My research and work experiences in Latin America have shaped my pedagogical approach, which is motivated by a commitment to imparting students with an anthropological lens that they can bring to the world around them, as well as to their studies in other fields. Through course assignments, I challenge students to conduct original research, to begin developing qualitative research skills, and to integrate ethnographic data with social theory. I am particularly committed to ethnographic methods that analyze policymakers, transnational urban planning professionals, and local aid brokers alongside the people whose lives are targeted and shaped by such interventions.

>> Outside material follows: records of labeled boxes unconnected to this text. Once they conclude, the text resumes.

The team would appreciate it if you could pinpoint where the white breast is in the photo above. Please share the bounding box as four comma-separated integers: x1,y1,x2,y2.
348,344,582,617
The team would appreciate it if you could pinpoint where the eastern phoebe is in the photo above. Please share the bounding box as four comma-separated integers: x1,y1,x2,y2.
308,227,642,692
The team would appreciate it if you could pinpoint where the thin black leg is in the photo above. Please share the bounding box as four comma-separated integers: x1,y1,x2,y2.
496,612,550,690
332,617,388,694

Prior to becoming an anthropologist, I worked in Bolivia (2001-2005) with environmental justice and Indigenous rights movements, particularly around mining issues, water privatization, and persistent forms of socio-political exclusion affecting Indigenous Bolivians. That experience informs my teaching on urban governance, political ecology, Indigenous resurgence, and critical approaches to transnational institutions and NGOs, but it also instilled in me a concern for how ethnographers might speak to other disciplines, practitioners, and the general public about the work that they do. Additionally, I received my MTS from Harvard Divinity School with a focus on global liberation and feminist theologies, and religion and political movements.

Personal website

Education

  • B.A, Washington University
  • M.T.S., Harvard Divinity School
  • A.M., Brown University
  • Ph.D., Brown University

Current and upcoming courses

  • This course explores major themes in the subfield of political anthropology. How do anthropologists locate “the political” and study it the ethnographically – that is, through the long-term fieldwork they conduct? Throughout this course, we will delve into anthropological approaches to power, authority, and domination; statecraft and transnational governance; everyday forms of resistance and collective action; violence and disorder; and the politics of care and abandonment, among other themes. We will consider the animating questions that helped consolidate the subfield during the 1940s and 1950s, and trace anthropology’s growing concern with (post)colonialism and global capitalism. Finally, we will explore questions of labor restructuring, activism, caregiving, and life itself in an era that is often characterized as “neoliberal.”